Da sich die Arbeitsmarktlage unter der Bedingung eines anhaltenden Wachstumsrückstandes eher verschlechtern wird, befindet sich die Wirtschaftspolitik in einer schwierigen Situation. Der Spielraum der Nachfragepolitik ist eng begrenzt; sie könnte bestenfalls sehr selektiv und nach­haltig vorgehen (etwa Verbesserung der Infrastruktur, Risikoabsicherung im Export). Zur Milde­rung des Strukturbruches muss gegen die Verdrängung auf strategisch wichtigen Märkten an­gekämpft werden. Anstelle der sich offenbar anbahnenden Politik von Handelsbeschränkun­gen und nationaler Abschottung erscheint eine Forcierung der Technologiepolitik als die dafür adäquate Strategie. Effizient und erfolgreich kann eine solche Politik vor allem auf EU-Ebene geplant und durchgeführt werden.

Manche Strukturänderungen, wie etwa die zunehmend ungleiche Einkommensverteilung oder der Trend zur Dominanz der Finanzmärkte ("financialisation"), können aber auch durch natio­nale Maßnahmen zumindest gemildert werden.
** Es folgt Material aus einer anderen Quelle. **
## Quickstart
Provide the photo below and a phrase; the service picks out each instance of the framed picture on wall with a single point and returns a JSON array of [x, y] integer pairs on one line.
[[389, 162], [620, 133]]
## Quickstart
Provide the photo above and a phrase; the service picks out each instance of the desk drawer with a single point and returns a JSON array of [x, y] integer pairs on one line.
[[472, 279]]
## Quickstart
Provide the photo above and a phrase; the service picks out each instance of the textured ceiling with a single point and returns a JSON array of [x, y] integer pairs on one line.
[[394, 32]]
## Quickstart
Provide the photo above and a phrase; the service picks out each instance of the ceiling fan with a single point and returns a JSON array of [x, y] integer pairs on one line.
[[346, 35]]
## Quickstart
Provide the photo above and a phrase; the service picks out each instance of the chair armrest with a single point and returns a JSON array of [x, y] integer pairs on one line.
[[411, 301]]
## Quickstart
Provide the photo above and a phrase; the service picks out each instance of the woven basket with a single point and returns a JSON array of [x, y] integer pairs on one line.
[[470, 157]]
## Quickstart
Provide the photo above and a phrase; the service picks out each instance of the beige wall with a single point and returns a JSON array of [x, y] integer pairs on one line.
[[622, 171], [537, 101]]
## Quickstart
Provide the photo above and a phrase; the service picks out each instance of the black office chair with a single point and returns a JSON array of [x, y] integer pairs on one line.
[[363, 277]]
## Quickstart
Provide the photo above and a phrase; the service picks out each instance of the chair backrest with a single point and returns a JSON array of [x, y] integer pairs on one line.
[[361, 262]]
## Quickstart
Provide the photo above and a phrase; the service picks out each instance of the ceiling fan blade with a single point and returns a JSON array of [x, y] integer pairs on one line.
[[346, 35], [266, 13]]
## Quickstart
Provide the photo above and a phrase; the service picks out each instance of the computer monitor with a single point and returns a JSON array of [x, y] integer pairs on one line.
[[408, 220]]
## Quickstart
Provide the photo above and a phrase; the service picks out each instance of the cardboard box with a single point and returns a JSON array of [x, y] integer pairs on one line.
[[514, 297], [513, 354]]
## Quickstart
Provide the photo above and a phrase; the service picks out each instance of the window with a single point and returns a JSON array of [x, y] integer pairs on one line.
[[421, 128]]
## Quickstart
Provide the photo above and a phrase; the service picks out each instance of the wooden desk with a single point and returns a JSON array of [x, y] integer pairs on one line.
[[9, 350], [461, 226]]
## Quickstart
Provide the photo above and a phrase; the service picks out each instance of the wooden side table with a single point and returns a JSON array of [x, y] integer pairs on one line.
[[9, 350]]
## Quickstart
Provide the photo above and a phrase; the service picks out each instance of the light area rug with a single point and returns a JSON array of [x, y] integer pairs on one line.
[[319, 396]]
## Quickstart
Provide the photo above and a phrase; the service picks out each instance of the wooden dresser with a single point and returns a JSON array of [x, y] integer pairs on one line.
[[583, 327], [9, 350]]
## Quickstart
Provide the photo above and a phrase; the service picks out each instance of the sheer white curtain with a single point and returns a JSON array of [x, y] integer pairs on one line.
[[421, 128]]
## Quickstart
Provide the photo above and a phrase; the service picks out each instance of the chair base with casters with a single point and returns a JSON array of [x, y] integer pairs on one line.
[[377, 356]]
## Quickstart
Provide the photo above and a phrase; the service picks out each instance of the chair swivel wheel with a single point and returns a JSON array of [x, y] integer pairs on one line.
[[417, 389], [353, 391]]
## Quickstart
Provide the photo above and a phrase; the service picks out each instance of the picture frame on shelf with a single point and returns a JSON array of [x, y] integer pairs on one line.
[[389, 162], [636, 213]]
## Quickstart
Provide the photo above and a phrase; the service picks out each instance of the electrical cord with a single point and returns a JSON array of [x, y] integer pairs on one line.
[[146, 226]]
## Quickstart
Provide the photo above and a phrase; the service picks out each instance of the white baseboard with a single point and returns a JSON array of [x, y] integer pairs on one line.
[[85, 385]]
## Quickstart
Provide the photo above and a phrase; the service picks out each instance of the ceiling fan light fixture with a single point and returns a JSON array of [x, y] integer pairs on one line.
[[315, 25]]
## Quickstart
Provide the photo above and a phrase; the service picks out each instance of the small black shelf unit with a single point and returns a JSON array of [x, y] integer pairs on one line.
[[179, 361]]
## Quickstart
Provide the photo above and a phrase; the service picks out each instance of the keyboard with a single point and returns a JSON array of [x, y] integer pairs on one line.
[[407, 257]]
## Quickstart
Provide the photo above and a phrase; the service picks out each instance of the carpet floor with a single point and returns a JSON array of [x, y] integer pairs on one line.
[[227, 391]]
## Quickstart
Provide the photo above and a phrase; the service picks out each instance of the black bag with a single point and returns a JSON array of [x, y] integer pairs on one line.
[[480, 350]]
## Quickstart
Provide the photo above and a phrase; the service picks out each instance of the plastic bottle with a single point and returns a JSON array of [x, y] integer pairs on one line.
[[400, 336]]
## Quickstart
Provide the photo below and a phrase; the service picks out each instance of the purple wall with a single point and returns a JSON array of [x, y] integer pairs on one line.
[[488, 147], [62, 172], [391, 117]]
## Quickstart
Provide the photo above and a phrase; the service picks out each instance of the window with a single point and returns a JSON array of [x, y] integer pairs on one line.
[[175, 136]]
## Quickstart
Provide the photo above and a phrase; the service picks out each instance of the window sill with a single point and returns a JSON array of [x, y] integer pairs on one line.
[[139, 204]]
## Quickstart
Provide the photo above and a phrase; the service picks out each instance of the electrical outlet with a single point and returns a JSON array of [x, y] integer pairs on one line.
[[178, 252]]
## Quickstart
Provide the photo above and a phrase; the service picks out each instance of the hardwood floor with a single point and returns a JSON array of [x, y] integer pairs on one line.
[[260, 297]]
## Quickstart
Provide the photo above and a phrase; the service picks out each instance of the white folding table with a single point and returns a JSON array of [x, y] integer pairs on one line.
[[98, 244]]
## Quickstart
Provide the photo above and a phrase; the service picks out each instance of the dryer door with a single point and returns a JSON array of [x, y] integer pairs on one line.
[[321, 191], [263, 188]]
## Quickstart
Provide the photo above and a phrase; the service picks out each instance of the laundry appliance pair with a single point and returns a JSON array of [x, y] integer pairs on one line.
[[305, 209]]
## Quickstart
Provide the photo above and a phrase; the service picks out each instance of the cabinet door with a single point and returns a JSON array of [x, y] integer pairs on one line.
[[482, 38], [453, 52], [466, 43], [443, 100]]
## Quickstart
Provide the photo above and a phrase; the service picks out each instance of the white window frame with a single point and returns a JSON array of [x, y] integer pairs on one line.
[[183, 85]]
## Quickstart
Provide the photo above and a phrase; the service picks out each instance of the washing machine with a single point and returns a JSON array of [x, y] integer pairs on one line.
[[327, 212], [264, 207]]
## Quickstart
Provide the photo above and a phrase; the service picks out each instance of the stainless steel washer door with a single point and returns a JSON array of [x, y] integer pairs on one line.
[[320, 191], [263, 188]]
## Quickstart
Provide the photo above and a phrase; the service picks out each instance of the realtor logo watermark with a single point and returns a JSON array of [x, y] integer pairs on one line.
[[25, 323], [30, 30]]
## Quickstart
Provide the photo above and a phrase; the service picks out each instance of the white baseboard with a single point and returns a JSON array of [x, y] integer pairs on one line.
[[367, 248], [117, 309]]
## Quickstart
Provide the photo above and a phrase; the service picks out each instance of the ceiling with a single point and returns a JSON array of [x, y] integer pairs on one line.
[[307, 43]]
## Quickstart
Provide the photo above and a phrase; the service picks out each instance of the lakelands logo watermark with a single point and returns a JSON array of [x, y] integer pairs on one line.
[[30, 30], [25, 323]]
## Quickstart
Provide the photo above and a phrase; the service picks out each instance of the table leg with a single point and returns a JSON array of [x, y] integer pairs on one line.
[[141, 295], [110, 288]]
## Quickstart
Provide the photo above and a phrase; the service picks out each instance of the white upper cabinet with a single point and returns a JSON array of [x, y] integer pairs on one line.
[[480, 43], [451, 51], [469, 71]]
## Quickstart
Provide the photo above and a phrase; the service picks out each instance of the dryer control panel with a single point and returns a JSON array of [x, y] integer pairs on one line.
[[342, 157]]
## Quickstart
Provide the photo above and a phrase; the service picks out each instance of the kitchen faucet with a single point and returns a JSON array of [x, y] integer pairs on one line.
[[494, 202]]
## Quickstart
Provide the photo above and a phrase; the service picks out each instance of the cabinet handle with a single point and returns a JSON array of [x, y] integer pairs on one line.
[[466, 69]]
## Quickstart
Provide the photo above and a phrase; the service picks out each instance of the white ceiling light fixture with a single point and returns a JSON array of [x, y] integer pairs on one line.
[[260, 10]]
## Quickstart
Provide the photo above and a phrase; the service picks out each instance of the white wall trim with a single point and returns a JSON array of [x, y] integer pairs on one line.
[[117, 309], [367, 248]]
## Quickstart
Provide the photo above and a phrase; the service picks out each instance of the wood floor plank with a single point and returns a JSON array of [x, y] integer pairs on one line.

In Österreich setzt das vor allem Maßnahmen im Bereich der Exportstruktur und der dahinterliegenden Produktionsstruktur sowie der Vertei­lung voraus. Die Politik sollte rascher als bisher auf die neuen weltwirtschaftlichen Herausforde­rungen reagieren, die Struktur auf rasch wachsende Märkte und Produktkategorien umorien­tieren und die Effizienz generell steigern.